Once he kissed my friend when I'd just had our first baby and second time he possibly slept with (but never admitted to) a random girl when he was away working. it broke my heart and still hurts to be fair. but we had a child and I didn't want to be a single parent or have multiple children to different dads so I stuck it out. we broke up for a while (his choice) and we got back together and worked very hard on our relationship for about 3 years.
I didn't think we'd make it but now I trust him fully and believ he would never do it again. he did a full 180 and is a different person.
I am glad I stuck it out but if I wasn't tied to him with children I would have walked.
the only reason I tried again was because I didn't want my kids to have to stay at their dads without me. I didn't want to have to deal with step parents and half siblings and I just wanted a normal easy life.
I got lucky and my dicky young boyfriend grew into a really really lovely partner who is embarrassed and ashamed.
but the only reason we are still together is because I had a child with him, so it was worth the heartache and the doubt and the work to see if we could turn things around.

if I didn't have kids with him and he'd cheated on me after 2 years I think I'd walk. However I haven't had another long term relationship. dp is my first and only so I dont know,
it is easier said than done, and 2 years feels like a long time to waste by ending it but it really is just the beginning. I dont know, do you live together or share finances?

Beaverdam100 · 20/10/2020 21:42

Once a cheat always a cheat.

You have only been with him 2 years and should still be in the honeymoon phase. He will cheat and may not even use protection so will come back and stick that stinking penis in you. You could catch anything from him and be totally unaware.

You deserve better.
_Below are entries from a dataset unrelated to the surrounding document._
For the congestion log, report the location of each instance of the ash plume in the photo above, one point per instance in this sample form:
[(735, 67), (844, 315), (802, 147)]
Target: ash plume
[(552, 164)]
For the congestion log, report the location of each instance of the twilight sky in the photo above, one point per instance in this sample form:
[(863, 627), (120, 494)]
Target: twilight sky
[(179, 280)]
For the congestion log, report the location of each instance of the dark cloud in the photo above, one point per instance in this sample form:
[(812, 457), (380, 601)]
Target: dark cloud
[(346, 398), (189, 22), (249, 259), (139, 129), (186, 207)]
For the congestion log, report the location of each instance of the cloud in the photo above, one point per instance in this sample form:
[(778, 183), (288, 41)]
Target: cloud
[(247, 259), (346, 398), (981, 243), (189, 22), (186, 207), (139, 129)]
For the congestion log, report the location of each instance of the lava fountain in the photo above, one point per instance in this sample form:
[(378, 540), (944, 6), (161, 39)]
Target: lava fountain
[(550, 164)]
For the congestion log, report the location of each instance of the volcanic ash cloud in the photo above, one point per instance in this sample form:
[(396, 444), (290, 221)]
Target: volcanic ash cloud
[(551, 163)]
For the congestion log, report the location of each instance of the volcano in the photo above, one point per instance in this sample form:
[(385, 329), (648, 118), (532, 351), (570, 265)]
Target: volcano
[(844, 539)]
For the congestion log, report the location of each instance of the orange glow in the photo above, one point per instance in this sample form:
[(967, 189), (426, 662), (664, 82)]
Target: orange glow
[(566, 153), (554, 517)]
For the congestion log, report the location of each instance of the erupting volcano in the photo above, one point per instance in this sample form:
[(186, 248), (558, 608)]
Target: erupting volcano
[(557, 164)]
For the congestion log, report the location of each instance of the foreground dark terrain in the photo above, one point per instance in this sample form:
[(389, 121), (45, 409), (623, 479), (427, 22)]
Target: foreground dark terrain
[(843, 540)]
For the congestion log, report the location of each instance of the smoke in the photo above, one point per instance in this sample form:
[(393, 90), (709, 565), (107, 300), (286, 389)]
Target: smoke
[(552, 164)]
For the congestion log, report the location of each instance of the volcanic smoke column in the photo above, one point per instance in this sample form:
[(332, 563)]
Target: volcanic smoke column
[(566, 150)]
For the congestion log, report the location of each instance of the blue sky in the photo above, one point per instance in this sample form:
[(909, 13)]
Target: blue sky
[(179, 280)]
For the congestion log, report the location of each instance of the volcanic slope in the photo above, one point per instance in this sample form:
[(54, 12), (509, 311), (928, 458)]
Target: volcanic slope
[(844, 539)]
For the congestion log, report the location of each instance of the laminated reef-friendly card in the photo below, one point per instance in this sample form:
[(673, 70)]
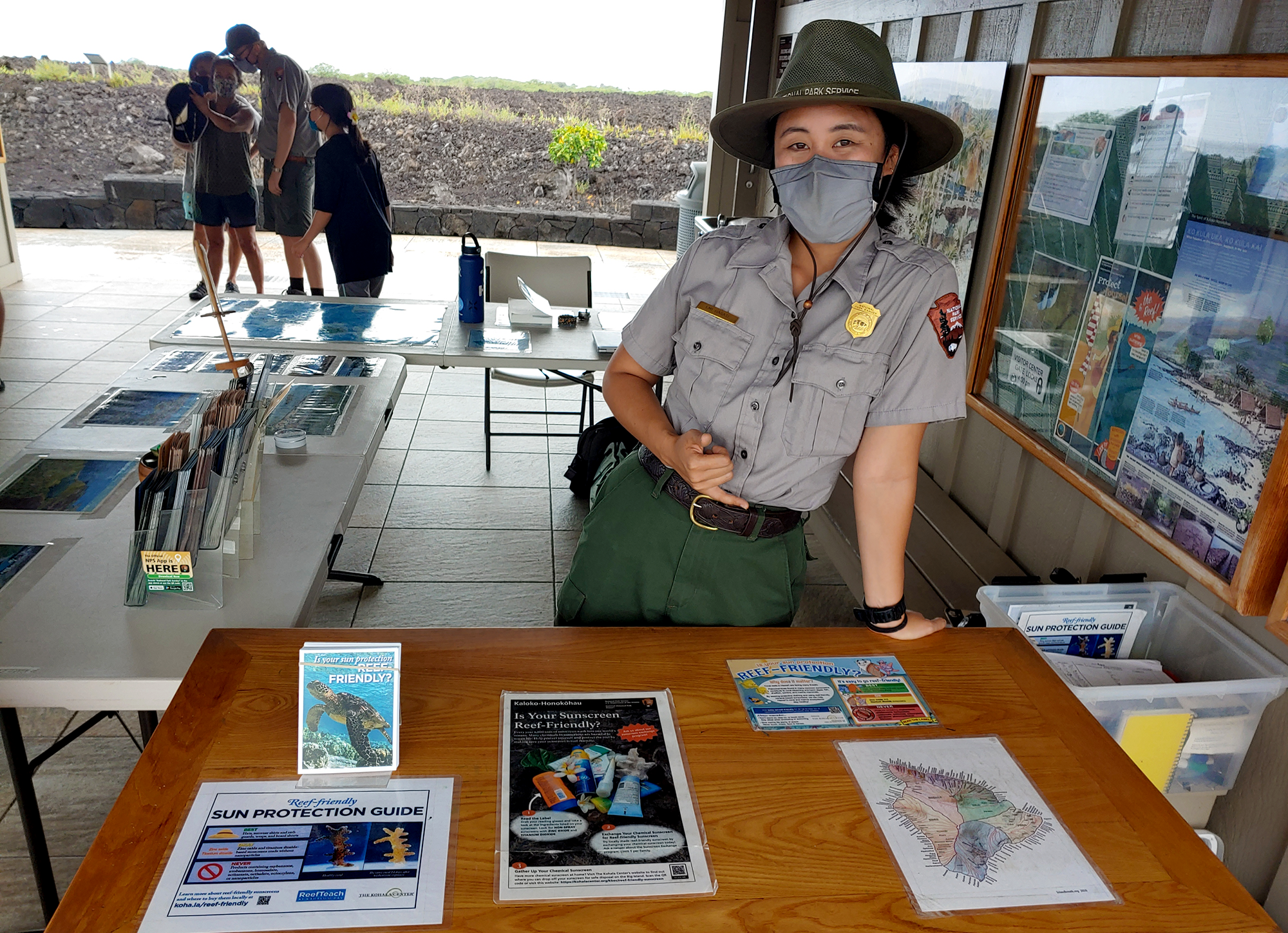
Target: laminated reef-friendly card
[(343, 847), (348, 716), (1135, 329)]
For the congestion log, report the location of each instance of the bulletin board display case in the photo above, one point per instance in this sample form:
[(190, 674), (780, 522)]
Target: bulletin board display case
[(1137, 316)]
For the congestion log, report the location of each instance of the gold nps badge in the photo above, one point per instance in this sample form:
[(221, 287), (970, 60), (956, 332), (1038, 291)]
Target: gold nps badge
[(862, 320)]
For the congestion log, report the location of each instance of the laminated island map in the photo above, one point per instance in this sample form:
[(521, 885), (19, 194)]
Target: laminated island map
[(968, 829)]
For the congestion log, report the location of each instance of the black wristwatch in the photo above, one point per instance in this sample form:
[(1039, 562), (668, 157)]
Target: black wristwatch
[(879, 620)]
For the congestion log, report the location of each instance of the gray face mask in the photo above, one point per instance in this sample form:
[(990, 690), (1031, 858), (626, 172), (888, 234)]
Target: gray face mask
[(828, 200)]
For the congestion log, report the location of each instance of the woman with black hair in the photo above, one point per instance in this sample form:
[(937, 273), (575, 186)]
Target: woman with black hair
[(350, 199), (797, 343)]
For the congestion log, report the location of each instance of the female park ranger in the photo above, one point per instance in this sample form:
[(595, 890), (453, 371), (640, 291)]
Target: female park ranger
[(795, 342)]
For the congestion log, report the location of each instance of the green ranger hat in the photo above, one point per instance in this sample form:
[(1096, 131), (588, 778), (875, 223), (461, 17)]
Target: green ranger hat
[(835, 61)]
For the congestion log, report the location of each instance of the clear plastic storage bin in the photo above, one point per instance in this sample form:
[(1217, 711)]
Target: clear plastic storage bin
[(1227, 680)]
My friends have got back with cheats and they have continued to cheat and gave them STDs.

FudgeBrownie2019 · 20/10/2020 21:49

Ex cheated while I was pregnant and we stayed together because of all the reasons you try to forgive someone. He then went on to cheat again (because cliches are always true) and the second time around I couldn't even bring myself to find out for certain, I knew before he even admitted to it.

If someone can shit from a great height all over their relationship they can do it again. The trust is the only thing that can't ever be fixed for me and to be honest if I had my time again I wouldn't even try.